I value the reports I get here, and familiar names that repeatedly surface with first hand info since they either ride there a lot, or live there. Do I base my decisions on everything they say? No, but their views are combined with my experiences and risk evaluation and I make my decision. I missed a shoot out between the feds and cartels by about 15 minutes in March on hwy #200, so maybe I'm more cautious than most.
So if this is BS - it matters because even one report can be valueable. A couple months ago there was another report here about a guy getting chased on #200 hwy, and he got away. To me his report was totally legit. So is this becoming a trend? I don't know. I'm willing to take the random risk of getting caught up in a feud between the feds and cartels, but when gringos are targets on bikes, that takes on a new meaning for me.
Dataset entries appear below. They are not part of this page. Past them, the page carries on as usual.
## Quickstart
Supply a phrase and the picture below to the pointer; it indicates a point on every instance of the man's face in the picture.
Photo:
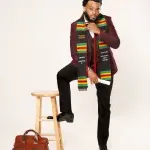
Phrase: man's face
(92, 9)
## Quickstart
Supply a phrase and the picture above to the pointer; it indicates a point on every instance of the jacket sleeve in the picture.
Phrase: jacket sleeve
(111, 38)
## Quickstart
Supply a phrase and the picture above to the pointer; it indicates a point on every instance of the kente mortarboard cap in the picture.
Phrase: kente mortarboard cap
(84, 2)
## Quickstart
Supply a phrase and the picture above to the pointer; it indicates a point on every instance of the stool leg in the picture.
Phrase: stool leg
(56, 124)
(38, 114)
(59, 127)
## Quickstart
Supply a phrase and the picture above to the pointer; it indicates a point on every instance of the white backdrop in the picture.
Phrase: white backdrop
(34, 46)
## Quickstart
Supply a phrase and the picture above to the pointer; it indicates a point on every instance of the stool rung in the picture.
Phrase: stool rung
(44, 119)
(51, 140)
(46, 134)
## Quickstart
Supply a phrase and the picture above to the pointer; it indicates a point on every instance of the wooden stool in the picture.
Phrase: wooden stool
(40, 118)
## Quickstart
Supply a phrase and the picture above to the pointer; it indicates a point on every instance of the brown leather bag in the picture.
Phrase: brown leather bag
(30, 142)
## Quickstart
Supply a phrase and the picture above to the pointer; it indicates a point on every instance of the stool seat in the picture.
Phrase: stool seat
(45, 93)
(39, 118)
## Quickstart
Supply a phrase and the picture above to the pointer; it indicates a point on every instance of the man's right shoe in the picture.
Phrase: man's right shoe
(64, 117)
(104, 147)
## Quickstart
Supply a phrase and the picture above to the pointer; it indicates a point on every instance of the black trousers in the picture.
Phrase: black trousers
(68, 74)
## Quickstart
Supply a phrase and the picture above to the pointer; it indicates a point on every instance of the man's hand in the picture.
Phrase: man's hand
(93, 27)
(92, 76)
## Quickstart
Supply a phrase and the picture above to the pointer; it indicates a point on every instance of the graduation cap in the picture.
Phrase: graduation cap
(84, 2)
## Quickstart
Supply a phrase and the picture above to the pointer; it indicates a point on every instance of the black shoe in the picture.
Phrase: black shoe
(103, 147)
(63, 117)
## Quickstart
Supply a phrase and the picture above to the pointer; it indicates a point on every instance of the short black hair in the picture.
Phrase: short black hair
(84, 2)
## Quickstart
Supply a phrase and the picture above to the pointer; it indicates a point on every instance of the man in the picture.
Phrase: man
(92, 37)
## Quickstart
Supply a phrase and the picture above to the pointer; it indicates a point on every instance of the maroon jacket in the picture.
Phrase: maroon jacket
(111, 39)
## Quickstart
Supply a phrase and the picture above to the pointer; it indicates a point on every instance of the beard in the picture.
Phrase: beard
(88, 18)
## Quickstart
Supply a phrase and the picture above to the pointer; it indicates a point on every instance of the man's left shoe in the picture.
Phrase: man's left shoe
(103, 147)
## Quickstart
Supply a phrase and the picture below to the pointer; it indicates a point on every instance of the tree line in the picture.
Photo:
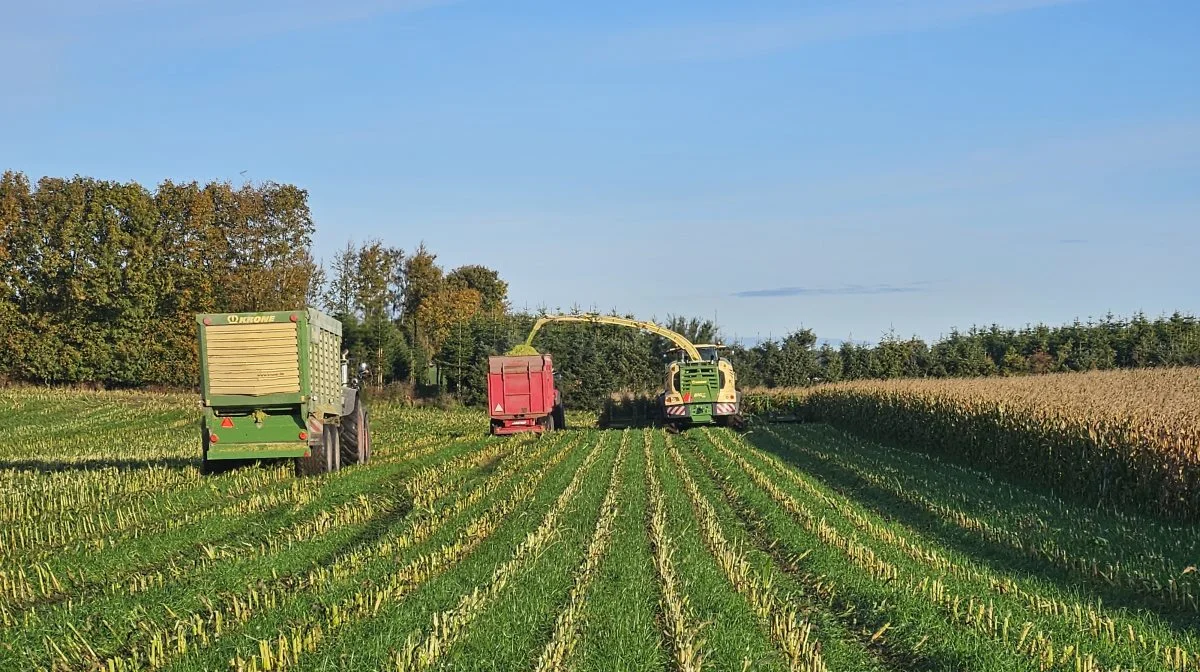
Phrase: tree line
(101, 282)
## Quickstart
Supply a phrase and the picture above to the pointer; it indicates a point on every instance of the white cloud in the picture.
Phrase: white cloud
(718, 40)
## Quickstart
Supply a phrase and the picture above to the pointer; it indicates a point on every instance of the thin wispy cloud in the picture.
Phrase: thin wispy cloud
(718, 40)
(843, 291)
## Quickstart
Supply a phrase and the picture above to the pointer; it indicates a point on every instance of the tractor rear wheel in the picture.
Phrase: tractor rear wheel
(355, 443)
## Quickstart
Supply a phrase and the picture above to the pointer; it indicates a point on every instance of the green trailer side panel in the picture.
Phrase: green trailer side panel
(324, 366)
(268, 423)
(319, 354)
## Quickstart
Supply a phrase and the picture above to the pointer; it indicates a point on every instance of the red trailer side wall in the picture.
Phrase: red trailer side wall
(520, 387)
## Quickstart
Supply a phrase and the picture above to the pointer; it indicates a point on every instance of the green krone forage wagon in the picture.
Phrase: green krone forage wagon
(277, 385)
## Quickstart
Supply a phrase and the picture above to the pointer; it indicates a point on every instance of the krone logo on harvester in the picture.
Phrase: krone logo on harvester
(249, 319)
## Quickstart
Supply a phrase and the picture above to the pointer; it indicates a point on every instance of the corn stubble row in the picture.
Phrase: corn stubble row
(952, 587)
(156, 643)
(1127, 438)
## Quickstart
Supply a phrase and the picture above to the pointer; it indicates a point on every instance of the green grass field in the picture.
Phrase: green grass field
(785, 547)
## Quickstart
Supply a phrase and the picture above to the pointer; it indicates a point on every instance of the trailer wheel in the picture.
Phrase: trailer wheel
(353, 437)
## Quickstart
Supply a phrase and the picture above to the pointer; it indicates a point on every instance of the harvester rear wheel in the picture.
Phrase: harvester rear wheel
(355, 443)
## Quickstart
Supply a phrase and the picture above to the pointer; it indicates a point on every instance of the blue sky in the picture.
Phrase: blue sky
(849, 166)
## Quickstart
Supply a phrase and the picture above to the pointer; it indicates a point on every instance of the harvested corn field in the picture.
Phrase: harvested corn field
(786, 547)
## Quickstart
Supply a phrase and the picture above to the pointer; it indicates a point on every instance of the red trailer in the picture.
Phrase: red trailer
(521, 395)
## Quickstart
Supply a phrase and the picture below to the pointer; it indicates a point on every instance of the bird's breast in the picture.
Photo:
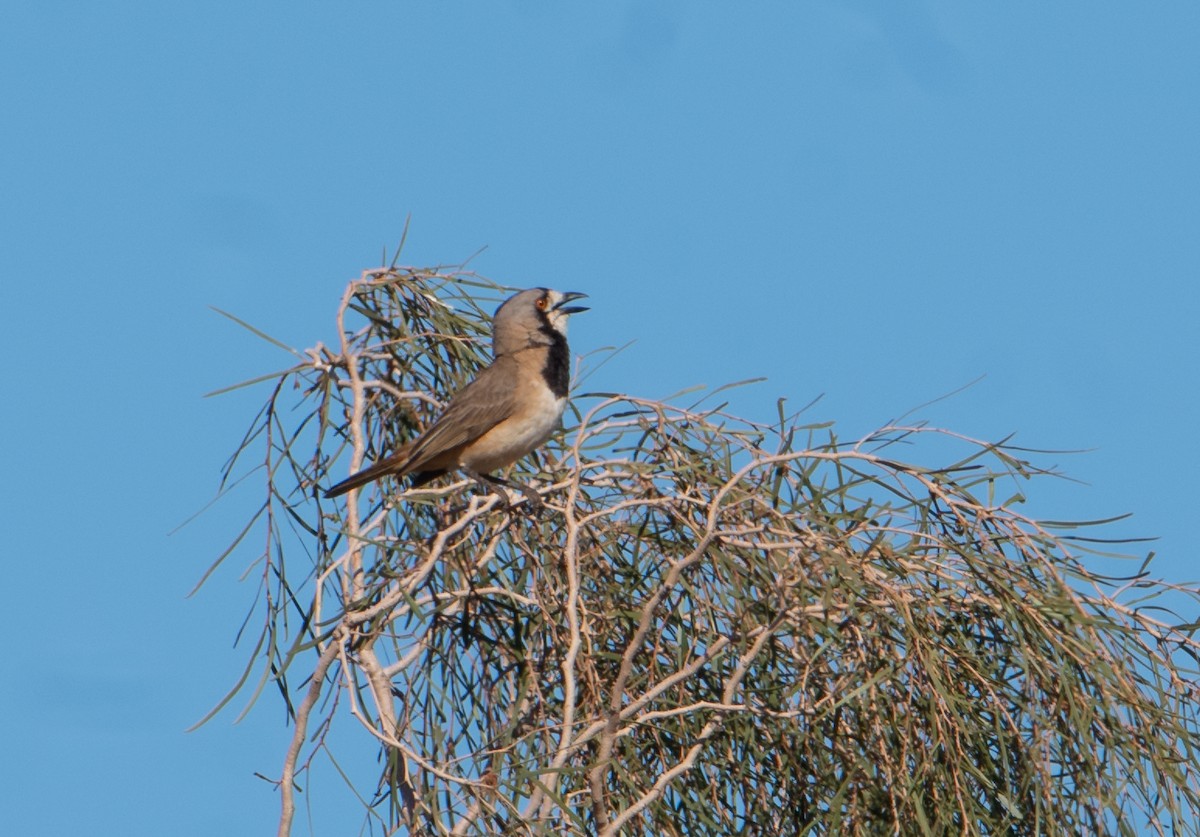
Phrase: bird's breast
(533, 422)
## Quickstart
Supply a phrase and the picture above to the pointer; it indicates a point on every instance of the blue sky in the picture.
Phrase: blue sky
(870, 200)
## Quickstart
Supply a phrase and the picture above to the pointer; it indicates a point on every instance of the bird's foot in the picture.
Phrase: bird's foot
(496, 485)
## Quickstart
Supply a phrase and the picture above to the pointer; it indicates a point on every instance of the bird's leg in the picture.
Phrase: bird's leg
(490, 485)
(495, 482)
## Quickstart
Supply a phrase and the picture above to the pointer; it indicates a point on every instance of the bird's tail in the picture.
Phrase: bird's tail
(393, 464)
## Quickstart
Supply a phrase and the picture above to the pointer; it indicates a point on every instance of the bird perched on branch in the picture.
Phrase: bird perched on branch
(510, 409)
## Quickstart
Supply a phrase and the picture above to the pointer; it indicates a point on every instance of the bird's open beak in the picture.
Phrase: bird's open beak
(568, 297)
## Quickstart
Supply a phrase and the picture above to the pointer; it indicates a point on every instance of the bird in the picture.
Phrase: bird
(505, 413)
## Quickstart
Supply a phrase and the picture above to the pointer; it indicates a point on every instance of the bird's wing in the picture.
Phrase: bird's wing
(474, 410)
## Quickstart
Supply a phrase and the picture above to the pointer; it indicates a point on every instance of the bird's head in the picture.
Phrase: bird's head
(533, 318)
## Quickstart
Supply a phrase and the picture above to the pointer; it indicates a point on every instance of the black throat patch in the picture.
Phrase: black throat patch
(557, 371)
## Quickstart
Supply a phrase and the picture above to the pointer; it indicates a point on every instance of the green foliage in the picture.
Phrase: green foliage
(715, 627)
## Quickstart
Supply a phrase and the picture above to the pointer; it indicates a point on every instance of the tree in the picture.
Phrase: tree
(717, 626)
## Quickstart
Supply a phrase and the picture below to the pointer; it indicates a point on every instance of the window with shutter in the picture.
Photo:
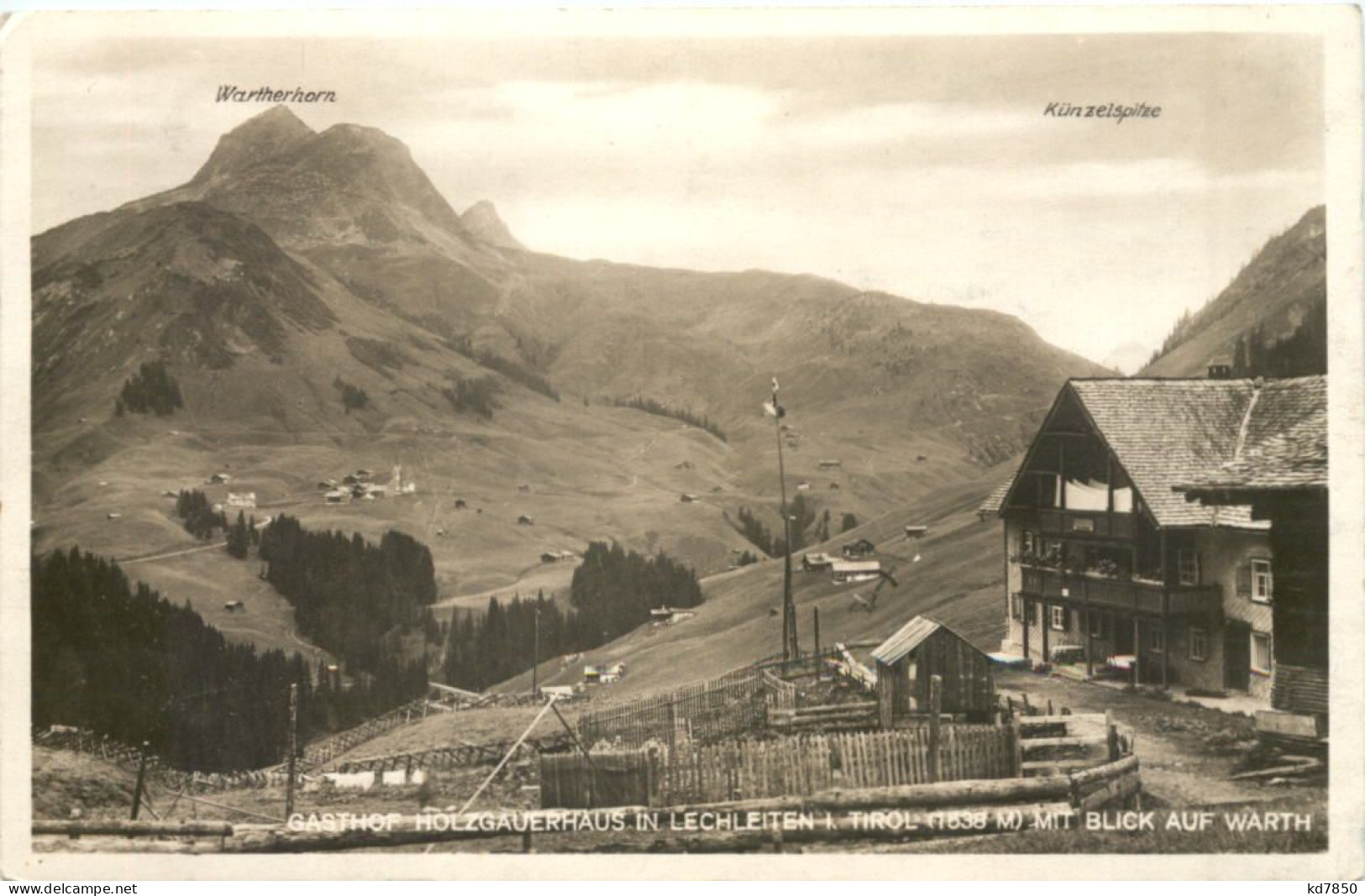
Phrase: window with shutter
(1262, 583)
(1199, 642)
(1260, 652)
(1188, 566)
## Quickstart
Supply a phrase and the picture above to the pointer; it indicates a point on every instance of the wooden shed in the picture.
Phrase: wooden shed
(923, 648)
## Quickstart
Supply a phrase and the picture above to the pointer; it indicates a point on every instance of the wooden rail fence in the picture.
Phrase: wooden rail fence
(721, 708)
(852, 715)
(1004, 805)
(782, 767)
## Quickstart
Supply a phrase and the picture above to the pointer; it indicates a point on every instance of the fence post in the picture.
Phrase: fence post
(1016, 751)
(294, 749)
(935, 707)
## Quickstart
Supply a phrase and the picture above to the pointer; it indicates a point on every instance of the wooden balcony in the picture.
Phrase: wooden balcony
(1096, 524)
(1131, 595)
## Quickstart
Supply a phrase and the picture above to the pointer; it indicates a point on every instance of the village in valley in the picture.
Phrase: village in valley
(360, 526)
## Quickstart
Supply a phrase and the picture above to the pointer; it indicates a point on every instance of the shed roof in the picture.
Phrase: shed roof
(908, 637)
(856, 566)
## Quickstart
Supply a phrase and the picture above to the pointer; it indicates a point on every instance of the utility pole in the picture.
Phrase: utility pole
(535, 652)
(294, 747)
(790, 649)
(142, 778)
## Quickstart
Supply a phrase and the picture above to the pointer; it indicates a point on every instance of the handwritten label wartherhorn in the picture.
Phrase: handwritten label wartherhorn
(1116, 111)
(231, 93)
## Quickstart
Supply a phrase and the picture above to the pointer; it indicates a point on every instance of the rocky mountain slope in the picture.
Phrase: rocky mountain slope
(297, 262)
(1278, 290)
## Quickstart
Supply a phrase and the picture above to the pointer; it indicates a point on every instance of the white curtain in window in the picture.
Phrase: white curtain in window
(1089, 495)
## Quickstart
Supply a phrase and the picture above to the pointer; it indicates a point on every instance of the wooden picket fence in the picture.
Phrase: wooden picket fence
(710, 710)
(782, 767)
(456, 754)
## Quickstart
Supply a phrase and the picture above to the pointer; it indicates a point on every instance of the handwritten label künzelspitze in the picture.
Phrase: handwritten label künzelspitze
(1116, 111)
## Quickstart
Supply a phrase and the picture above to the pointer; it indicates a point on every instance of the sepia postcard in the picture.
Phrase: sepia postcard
(673, 443)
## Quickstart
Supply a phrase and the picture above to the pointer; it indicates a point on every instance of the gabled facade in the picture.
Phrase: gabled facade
(1281, 472)
(1109, 568)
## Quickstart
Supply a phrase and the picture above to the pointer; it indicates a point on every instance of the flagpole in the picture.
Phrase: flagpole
(790, 642)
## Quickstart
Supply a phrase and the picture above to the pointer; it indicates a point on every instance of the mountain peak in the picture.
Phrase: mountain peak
(258, 138)
(484, 223)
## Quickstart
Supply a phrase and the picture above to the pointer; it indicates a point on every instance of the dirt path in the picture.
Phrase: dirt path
(1179, 764)
(150, 558)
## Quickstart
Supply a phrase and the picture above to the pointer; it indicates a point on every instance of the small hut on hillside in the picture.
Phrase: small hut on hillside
(923, 648)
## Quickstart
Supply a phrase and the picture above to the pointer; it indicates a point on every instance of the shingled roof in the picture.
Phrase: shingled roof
(1284, 443)
(1164, 432)
(993, 504)
(910, 637)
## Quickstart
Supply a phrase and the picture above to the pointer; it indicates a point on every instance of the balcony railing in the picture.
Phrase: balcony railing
(1135, 595)
(1087, 522)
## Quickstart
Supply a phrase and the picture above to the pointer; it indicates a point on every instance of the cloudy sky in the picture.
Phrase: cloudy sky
(917, 165)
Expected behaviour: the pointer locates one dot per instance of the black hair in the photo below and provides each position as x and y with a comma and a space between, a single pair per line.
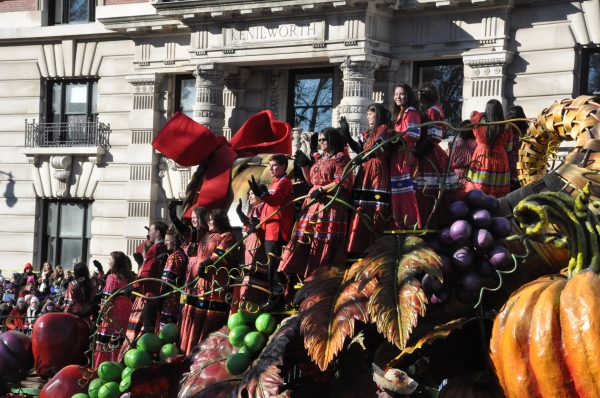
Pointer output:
411, 99
334, 138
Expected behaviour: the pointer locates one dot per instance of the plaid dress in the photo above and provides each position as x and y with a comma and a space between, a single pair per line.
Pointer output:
490, 173
370, 194
320, 235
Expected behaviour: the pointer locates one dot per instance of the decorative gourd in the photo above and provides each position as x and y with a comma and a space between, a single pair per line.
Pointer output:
546, 339
465, 387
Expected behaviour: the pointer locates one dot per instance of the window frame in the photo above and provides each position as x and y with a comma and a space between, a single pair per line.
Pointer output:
417, 65
293, 73
91, 5
43, 241
178, 79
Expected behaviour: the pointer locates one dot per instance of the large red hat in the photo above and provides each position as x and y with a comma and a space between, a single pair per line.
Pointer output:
187, 142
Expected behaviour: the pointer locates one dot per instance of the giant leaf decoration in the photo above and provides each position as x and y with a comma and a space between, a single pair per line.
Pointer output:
263, 379
330, 305
397, 299
207, 373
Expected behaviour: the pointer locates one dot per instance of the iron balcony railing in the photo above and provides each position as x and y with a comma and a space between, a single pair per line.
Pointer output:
71, 134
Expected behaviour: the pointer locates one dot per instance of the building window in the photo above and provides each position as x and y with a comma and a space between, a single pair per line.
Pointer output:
185, 94
71, 11
590, 75
66, 231
312, 102
448, 76
73, 103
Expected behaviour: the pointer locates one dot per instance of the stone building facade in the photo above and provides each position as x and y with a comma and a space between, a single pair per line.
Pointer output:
85, 86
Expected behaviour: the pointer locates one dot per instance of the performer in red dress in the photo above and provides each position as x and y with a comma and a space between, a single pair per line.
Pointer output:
174, 273
490, 170
403, 161
278, 227
433, 163
320, 235
115, 314
205, 309
371, 190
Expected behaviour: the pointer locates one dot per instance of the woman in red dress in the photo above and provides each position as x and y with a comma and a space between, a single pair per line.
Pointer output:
403, 162
433, 162
490, 170
115, 314
320, 235
371, 190
205, 309
174, 273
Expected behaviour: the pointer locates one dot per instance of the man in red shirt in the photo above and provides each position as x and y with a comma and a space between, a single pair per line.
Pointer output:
277, 228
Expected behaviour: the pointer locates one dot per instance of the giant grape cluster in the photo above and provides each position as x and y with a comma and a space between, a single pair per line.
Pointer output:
471, 249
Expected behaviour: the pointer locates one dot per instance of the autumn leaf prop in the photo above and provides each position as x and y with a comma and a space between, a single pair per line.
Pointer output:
397, 299
329, 307
380, 289
263, 379
207, 372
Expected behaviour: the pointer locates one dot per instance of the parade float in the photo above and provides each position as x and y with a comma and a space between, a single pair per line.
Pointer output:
503, 302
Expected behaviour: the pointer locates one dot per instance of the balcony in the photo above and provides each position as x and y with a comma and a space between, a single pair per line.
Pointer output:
90, 139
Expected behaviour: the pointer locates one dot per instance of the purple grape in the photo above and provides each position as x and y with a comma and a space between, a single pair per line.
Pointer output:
459, 210
482, 239
461, 231
440, 297
481, 218
445, 265
445, 238
462, 259
500, 227
470, 281
484, 268
475, 198
500, 258
431, 285
466, 297
491, 204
I don't have my maps here in BC at the moment, but looking at the internet there seems to be quite a few towns on the OP's route back to the USA, and I confess I have never been on that route, but, I don't know how you manage topes, lights, dogs, cars, etc at 100 MPH. I'm not sayin it didn't happen, but it seems like there are a few holes to be filled.
I'd just like to know what I'm reading is in the realm of reality, so if we do get further info, from either the OP or others, it would be nice to hear.
Please don't take it as offensive when I say, "Please do!" Mexico needs you and your ilk. "With all due respect."
Seriously? C'mon, think about that. Or, if you prefer not to think, read just a couple of the threads from our fellow GS riders.
Oh, how I'd like to say we're an overwhelmingly cerebral crew, but I can't do it.
I mean, you and I are geniuses...it's the other 99% that I'm not so sure about.
I guess I'm saying that as much as I respect education and grammar, idiom does not make the adventure rider. Truly.